6100 Max: ISP Wan Ip Change Internet Loss - Requires Reboot
-
Hello all,
I have a 6100 MAX purchased in June that has, for lack of a better word crashed on my a few times since. The symptom is internet goes down of course. No DHCP, cant reach the portal. I can get in on serial line, but its non responsive, cant even reboot it from console. To resolve, i have to unplug it and restart. Note that restarting modem only has no affect.My setup is Arris S33 2.5Gbe port to 2.5Gbe on 6100 (labeled LAN1) WAN1 DAC to my unifi US8-150 spf.
Only logs i see in gateway are below, Oct 5 around 10AM is what the issue occurred, the time stamp below of course is after i rebooted. Looks like WAN address changed. I have "Skip rules when gateway is down." State killing on gateway failure has always been default, after last event I changed it to "Do not kill states on gateway failure"

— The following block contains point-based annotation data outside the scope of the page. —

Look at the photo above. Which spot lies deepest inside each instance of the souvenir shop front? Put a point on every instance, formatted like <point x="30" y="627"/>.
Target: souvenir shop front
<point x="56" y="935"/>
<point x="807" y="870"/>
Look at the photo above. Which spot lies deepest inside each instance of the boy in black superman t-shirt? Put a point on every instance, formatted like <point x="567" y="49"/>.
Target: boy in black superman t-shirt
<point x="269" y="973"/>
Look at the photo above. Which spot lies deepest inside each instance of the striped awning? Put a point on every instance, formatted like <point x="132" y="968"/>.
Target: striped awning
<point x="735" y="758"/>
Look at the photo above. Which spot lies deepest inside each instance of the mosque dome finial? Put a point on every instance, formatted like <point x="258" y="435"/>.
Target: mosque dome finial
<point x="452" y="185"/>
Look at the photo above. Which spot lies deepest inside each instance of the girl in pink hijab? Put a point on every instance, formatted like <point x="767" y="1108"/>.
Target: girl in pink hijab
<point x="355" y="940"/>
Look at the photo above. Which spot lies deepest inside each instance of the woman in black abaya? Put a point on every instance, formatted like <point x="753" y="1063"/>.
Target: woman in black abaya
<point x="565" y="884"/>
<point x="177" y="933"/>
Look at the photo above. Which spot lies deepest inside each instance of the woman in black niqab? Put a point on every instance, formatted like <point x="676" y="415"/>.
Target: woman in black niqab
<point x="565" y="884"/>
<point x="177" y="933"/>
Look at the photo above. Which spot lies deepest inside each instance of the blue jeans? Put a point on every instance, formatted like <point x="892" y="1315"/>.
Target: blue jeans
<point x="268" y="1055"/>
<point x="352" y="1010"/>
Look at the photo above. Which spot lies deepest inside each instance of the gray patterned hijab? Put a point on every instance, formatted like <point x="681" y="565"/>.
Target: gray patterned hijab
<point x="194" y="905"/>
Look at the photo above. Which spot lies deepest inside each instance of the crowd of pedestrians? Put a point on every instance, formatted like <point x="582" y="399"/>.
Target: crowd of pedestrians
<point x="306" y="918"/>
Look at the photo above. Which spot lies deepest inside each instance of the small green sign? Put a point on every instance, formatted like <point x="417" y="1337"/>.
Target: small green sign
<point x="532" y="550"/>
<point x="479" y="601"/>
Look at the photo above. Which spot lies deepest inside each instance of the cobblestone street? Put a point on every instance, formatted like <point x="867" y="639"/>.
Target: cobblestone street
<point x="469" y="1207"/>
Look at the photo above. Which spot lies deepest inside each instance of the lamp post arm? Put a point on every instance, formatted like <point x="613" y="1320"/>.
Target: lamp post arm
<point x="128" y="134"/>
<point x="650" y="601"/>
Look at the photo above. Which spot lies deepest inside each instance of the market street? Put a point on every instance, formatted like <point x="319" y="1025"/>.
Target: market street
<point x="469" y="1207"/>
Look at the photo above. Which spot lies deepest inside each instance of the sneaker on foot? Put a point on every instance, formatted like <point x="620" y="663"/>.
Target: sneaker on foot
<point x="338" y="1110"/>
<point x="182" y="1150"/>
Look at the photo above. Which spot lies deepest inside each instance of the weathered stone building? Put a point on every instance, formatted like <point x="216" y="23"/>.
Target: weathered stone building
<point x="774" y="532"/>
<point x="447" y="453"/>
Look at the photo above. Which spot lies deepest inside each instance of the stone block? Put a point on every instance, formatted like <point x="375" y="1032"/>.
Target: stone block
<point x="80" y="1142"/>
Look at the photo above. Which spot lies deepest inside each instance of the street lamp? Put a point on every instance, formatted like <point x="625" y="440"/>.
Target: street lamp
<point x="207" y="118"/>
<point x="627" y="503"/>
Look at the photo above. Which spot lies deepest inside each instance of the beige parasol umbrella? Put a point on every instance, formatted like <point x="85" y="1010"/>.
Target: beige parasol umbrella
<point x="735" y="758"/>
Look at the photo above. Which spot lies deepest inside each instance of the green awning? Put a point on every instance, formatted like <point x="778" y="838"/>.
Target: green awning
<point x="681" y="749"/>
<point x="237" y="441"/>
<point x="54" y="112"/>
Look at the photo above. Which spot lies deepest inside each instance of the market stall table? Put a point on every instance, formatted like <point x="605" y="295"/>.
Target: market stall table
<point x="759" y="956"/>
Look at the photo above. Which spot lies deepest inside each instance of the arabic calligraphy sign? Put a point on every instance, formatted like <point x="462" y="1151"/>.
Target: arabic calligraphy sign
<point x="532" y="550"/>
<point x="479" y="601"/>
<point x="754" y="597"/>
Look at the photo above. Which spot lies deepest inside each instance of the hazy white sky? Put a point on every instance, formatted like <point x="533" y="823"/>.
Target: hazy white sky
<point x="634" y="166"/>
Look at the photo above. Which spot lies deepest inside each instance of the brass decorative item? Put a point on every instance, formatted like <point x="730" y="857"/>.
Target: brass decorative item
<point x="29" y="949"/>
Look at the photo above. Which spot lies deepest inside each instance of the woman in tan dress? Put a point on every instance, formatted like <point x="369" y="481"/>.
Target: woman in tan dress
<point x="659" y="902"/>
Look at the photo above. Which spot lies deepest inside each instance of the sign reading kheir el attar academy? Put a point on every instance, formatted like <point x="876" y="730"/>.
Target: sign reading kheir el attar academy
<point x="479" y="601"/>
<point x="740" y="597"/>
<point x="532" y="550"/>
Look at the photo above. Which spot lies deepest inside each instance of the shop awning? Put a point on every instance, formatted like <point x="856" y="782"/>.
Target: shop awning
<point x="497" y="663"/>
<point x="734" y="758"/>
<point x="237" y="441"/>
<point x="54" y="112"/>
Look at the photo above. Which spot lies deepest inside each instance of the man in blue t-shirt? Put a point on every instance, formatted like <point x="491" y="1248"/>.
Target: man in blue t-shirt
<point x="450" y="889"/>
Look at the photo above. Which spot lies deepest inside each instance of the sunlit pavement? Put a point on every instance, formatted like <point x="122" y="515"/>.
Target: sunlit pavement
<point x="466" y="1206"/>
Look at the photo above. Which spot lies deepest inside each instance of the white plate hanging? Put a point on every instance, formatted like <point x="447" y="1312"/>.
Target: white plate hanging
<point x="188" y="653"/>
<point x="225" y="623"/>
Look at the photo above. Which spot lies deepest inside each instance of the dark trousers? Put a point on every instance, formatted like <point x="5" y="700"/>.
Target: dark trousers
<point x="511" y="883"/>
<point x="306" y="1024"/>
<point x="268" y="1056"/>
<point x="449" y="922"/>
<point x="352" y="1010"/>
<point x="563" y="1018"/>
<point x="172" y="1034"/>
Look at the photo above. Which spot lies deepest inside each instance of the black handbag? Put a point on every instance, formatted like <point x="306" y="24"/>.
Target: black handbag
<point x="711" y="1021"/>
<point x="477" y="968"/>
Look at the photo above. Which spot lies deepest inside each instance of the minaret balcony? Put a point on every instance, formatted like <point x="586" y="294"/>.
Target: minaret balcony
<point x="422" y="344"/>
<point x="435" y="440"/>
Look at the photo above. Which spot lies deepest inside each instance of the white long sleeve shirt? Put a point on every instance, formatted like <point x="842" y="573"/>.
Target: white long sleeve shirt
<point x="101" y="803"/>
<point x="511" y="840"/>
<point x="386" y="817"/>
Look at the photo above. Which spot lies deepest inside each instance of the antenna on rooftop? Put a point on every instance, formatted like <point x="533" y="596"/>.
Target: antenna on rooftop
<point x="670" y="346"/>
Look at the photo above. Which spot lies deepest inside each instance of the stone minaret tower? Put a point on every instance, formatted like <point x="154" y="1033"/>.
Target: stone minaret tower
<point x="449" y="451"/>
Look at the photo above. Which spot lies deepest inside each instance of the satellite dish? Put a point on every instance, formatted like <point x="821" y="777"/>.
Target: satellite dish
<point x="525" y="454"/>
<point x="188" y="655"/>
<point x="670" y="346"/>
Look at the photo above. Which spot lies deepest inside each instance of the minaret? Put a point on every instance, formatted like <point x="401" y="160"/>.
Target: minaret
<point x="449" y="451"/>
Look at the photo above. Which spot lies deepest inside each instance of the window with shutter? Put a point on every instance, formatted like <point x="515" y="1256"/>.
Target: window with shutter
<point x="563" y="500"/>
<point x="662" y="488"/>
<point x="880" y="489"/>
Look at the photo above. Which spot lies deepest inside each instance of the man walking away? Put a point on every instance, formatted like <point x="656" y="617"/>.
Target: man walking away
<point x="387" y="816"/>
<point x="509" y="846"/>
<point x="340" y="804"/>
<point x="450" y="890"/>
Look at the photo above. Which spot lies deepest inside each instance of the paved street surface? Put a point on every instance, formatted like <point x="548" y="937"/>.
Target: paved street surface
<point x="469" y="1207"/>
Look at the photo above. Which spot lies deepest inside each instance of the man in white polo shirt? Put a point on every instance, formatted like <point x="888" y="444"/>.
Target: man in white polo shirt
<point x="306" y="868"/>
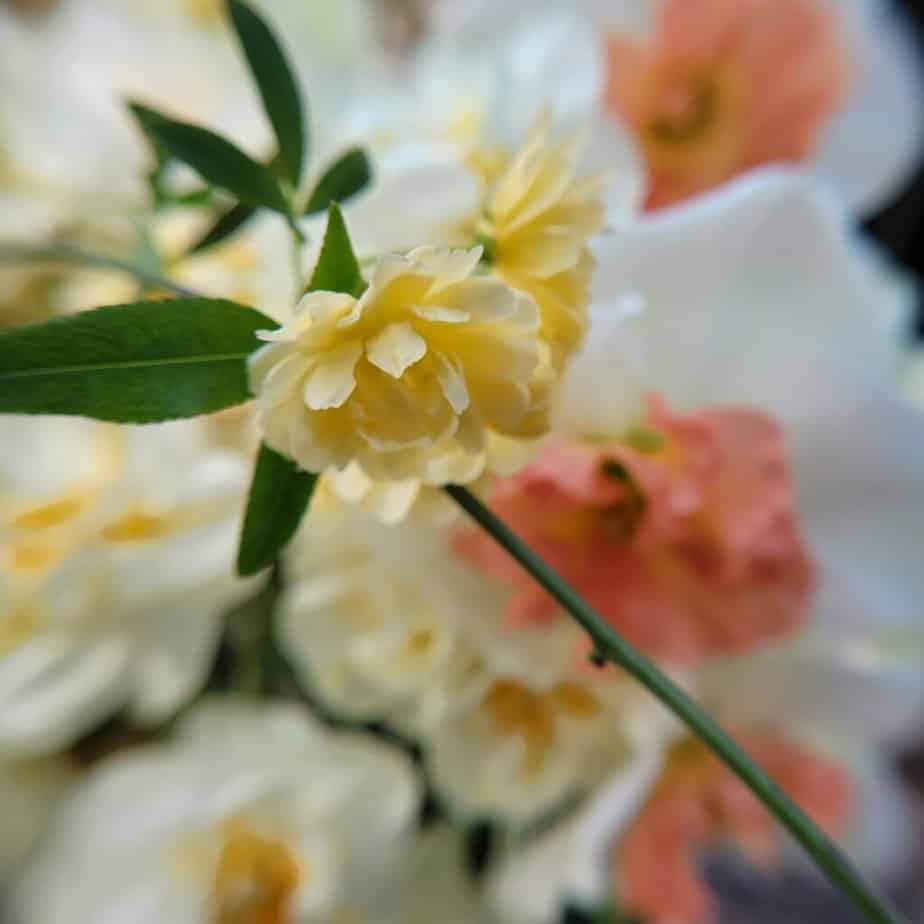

The error below showed public ip changed from .1 to .185 after reboot. i always get teh alarm latency issue. Modem has a decent amount of correctable errors but power on channels looks good.
My question is how can I log or track the issue to figure out what is going on?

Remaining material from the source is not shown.